Friday, February 19, 2010

Intro: Debunking the Myths of IT Process Automation

Introduction

“But Lo! Men have become the tools of their tools.” –Thoreau


In this paper, I focus on the question of why after much innovation, engineering and hard work, do Enterprises continue to spend more precious resources on operating existing computing infrastructure, rather than investing their resources in the development of new and innovative ways to apply technology towards the advancement of their business and the service of their customers?

The Reign of the Application Engineers
When computer scientists began to develop applications for automating critical business processes, such as tracking inventory and processing customer orders the applications were designed around a simple business model.

As Enterprises continued to grow more complex and business processes became more streamline, so have the applications that endeavor to model and ultimately drive the underlying business processes. Most business applications designed today mimic a structured human workflow and contain a sequence of steps required to accomplish a specific job.

The result is a modern Enterprise, which contains thousands of business applications that enable millions of jobs. These applications serve to automate much of the paper driven flow of information and activities across the core business processes.

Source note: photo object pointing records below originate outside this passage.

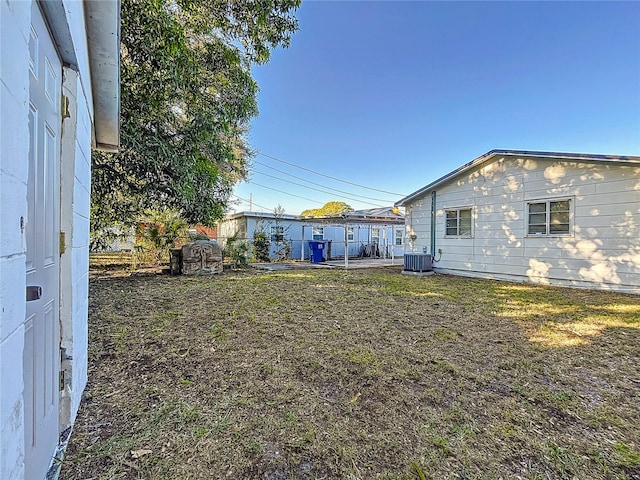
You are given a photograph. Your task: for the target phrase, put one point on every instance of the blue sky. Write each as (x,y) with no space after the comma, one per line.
(392,95)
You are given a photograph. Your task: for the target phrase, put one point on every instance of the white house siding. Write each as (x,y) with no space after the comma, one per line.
(602,251)
(15,18)
(299,233)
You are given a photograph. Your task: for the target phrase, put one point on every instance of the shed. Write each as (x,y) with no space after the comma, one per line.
(553,218)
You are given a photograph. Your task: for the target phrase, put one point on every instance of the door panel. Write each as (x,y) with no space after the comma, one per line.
(41,358)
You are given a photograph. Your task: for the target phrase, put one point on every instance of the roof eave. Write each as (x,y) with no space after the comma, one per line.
(522,153)
(103,37)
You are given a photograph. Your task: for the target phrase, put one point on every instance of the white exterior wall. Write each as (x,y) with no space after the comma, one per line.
(602,250)
(15,18)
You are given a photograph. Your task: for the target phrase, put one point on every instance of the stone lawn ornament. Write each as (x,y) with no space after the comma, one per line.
(201,256)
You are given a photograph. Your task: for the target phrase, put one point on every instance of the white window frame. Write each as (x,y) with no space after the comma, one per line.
(277,233)
(548,218)
(399,237)
(375,238)
(317,233)
(458,222)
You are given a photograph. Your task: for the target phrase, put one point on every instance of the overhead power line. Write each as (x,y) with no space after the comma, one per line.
(328,176)
(251,202)
(317,189)
(286,193)
(317,184)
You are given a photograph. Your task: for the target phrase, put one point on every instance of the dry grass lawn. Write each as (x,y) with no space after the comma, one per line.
(363,374)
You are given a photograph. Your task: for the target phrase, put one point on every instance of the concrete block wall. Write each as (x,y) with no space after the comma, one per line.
(15,21)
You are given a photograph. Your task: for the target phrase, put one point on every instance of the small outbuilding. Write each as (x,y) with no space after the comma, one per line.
(542,217)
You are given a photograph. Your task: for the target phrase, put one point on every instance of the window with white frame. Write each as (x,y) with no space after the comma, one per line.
(458,222)
(399,236)
(318,233)
(549,217)
(277,233)
(375,235)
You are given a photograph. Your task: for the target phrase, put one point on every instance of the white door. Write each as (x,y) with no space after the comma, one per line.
(42,343)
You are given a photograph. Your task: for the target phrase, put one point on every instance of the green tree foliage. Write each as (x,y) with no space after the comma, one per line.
(329,208)
(157,232)
(261,244)
(187,96)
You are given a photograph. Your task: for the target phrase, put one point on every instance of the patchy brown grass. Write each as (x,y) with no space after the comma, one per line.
(333,374)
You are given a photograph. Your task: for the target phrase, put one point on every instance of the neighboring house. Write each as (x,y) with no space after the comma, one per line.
(59,86)
(548,218)
(358,230)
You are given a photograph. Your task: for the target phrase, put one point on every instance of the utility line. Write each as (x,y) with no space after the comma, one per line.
(316,189)
(251,202)
(327,176)
(318,184)
(286,193)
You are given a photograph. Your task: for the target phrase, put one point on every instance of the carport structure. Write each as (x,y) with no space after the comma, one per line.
(381,217)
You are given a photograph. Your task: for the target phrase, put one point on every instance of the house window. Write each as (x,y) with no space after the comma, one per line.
(375,235)
(458,222)
(399,237)
(277,233)
(551,217)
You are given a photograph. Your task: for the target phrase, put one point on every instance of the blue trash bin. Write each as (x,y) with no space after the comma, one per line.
(317,249)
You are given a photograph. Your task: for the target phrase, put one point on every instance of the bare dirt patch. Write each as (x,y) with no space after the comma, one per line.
(333,374)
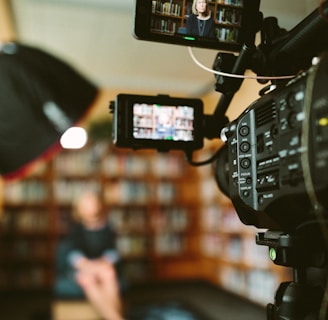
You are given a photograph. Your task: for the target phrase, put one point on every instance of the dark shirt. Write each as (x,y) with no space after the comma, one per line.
(92,243)
(197,27)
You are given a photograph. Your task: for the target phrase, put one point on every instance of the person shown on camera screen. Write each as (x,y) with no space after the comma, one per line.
(200,22)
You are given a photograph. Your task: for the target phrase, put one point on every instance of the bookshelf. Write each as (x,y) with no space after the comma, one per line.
(169,17)
(171,219)
(146,195)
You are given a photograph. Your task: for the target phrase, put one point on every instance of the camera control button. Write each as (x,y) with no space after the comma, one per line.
(246,193)
(244,147)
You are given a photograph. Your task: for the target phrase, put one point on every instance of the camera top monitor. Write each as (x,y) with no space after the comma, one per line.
(197,23)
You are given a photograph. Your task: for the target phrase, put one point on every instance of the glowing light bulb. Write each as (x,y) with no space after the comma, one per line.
(74,138)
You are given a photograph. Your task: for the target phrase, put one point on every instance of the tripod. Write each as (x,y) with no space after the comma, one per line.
(301,298)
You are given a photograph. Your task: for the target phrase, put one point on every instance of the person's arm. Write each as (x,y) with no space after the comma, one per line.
(111,255)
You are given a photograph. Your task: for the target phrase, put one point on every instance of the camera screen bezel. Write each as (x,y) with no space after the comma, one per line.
(124,125)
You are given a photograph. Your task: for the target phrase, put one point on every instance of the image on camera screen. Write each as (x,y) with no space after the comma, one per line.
(161,122)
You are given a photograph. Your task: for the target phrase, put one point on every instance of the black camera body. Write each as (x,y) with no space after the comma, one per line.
(277,154)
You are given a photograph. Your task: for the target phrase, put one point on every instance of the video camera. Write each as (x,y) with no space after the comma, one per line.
(274,163)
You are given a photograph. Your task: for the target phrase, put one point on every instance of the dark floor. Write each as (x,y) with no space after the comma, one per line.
(207,301)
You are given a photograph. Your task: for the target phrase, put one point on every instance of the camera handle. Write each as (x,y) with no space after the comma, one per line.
(298,299)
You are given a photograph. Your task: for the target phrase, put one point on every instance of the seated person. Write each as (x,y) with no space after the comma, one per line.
(88,257)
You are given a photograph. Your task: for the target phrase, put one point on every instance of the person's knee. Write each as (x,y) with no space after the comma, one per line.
(85,280)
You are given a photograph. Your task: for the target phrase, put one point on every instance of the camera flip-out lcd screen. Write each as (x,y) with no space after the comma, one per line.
(159,122)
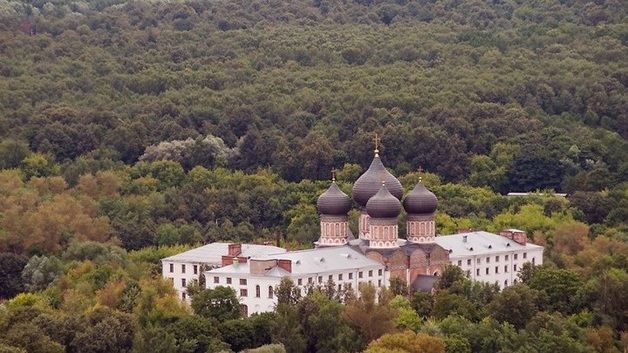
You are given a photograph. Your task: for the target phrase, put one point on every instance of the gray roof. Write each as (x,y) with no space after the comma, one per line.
(313,261)
(212,253)
(480,243)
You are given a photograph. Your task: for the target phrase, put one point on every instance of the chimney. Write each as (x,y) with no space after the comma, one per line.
(518,236)
(234,249)
(285,264)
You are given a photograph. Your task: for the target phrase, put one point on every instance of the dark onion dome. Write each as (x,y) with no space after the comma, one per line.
(420,200)
(333,201)
(370,182)
(383,204)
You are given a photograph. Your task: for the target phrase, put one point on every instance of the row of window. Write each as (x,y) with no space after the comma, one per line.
(310,280)
(487,270)
(194,268)
(488,259)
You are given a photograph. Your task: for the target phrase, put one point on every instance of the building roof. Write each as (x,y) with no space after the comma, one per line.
(479,243)
(313,261)
(213,253)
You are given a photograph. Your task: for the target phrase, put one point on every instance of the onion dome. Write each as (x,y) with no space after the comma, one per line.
(370,182)
(333,201)
(420,200)
(383,204)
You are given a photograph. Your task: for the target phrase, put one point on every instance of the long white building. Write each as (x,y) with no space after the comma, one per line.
(256,280)
(186,267)
(489,257)
(375,255)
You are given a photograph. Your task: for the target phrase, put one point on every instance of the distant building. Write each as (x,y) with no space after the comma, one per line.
(376,255)
(186,267)
(489,257)
(255,280)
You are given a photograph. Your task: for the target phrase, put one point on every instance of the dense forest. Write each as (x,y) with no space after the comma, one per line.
(134,130)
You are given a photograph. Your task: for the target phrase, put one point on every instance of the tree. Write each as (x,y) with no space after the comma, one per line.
(11,266)
(516,305)
(562,287)
(370,316)
(40,271)
(407,342)
(219,303)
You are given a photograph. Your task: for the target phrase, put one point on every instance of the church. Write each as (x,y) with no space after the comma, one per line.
(374,256)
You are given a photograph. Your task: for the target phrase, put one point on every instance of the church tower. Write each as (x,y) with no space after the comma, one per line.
(333,206)
(383,210)
(420,205)
(369,184)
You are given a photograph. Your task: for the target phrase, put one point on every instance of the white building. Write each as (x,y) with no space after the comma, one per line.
(255,280)
(489,257)
(186,267)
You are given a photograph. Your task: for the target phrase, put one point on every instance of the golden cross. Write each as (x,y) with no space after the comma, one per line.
(376,139)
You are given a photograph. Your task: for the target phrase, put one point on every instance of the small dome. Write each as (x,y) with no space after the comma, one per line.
(383,204)
(370,182)
(420,200)
(333,201)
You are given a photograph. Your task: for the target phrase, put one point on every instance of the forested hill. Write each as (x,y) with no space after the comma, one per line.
(517,95)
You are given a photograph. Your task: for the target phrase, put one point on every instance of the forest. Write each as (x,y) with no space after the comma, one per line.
(134,130)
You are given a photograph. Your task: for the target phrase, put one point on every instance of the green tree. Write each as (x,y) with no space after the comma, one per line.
(219,303)
(11,266)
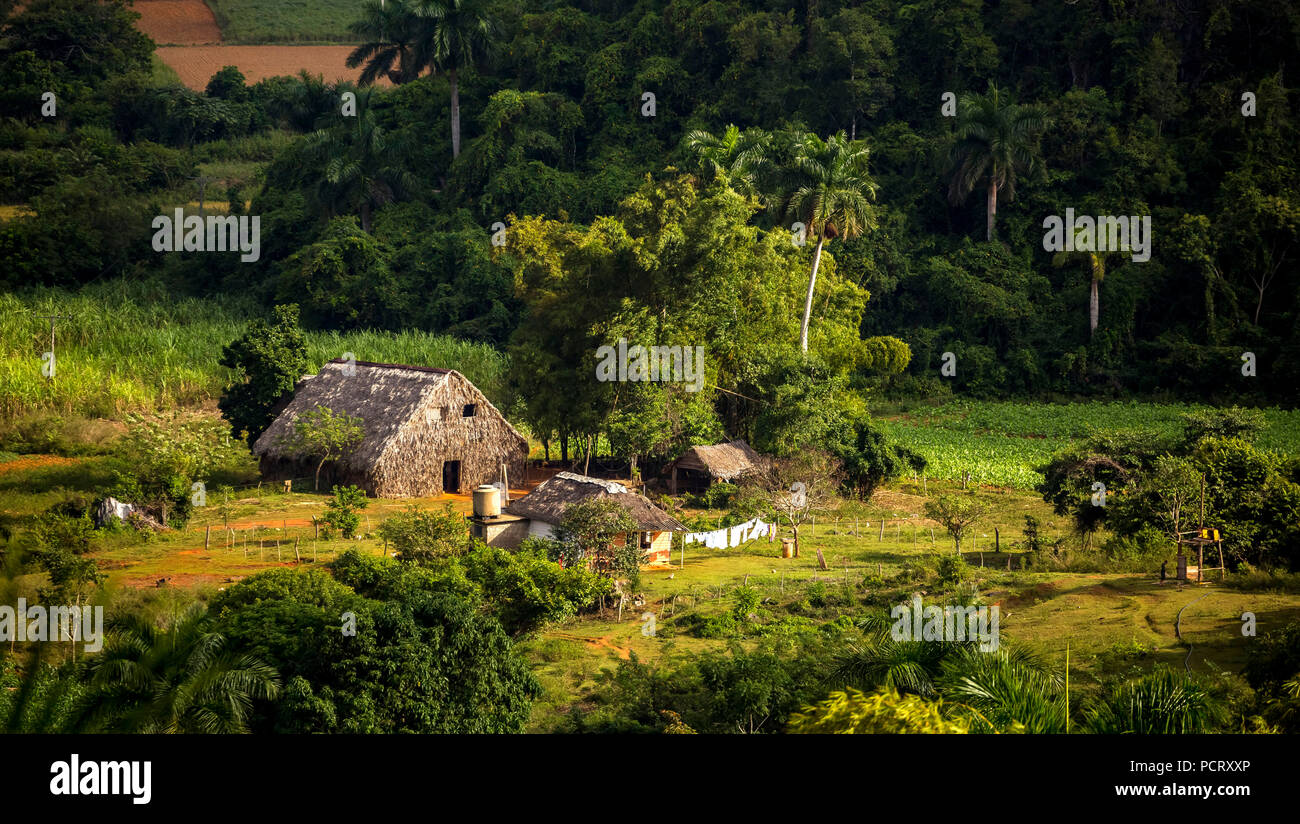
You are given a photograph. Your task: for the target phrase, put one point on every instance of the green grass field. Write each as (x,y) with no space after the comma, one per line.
(1002,443)
(286,21)
(130,347)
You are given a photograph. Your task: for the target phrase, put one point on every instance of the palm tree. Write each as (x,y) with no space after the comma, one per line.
(830,191)
(996,141)
(1009,689)
(460,34)
(1097,269)
(395,43)
(1161,702)
(180,680)
(905,666)
(740,155)
(362,167)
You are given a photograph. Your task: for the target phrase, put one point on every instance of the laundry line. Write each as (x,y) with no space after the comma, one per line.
(729,537)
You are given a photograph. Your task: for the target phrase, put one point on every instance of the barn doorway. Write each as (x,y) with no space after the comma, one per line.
(451,476)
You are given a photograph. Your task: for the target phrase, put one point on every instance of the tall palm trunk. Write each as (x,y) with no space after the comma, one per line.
(807,302)
(455,115)
(992,207)
(1093,308)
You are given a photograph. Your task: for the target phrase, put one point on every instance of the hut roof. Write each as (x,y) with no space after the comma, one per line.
(722,460)
(384,395)
(551,499)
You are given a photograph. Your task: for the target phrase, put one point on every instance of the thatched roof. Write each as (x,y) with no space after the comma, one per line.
(386,397)
(724,462)
(551,499)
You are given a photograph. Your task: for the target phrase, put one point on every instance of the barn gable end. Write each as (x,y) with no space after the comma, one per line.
(414,421)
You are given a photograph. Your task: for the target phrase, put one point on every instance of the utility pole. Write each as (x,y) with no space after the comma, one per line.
(50,355)
(203,182)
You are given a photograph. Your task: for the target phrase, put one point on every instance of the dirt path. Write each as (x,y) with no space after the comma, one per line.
(35,462)
(177,22)
(602,642)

One of the challenges of the modern enterprise computing infrastructure is the need to reduce the stranglehold on the bottom line, which this considerable technology footprint has left us with. The sheer size and complexity of the modern enterprise application architecture is daunting. Some of the challenges include:

 Leveraging Data Across Multiple Applications

 Managing the Impact of Changes

 Cost Effective Operational Processes

Furthermore, all Enterprises share a common root in the need to be able to perform work across the silos of structured workflows and enterprise applications.

IT Process Automation is a Third Level Automation Problem


The first level of Process Automation is modeling a task within an application to streamline processing and workflow.
If you are attempting to automate a process across several structured workflows, approaching the task using traditional application development and systems engineering principals will lead to serious challenges.

The EAI paradigm is good for a certain class of integration problems, but is not sufficiently flexible for building viable solutions within the areas of IT process that span highly dynamic infrastructure and operational process.

For example, one Communication Service Provider took a classic EAI approach to developing an OSS platform which covered “rigid” integration points between billing and provisioning. As a result this provider struggled to handle the automation of high volume testing and diagnostic procedures.

The nature of most IT processes is very dynamic in both the workflow rules and the architecture of the underlying components acted upon.

Subject Matter Experts are the Key


The Systems Engineer is in some sense the biggest bottleneck to many automation programs. Provide the Tools for the SME (Subject Matter Expert) to capture the repeatable steps in their work processes and you have reached the holy grail of automation.

The challenge of course is providing a platform that empowers the SME to both document the most mundane of their daily activities and leverage automation tools without requiring a large team of developers to support the effort.

So, early stages of Runbook Automation and IT Process Automation have been focused heavily on the high pain areas of IT Operations. But, the initial platforms used to action this problem and produce automation did not account for the critically important role of the SME in the ongoing advancement of the automation goals. Thus, very little progress has been made with the first entrants into this application space.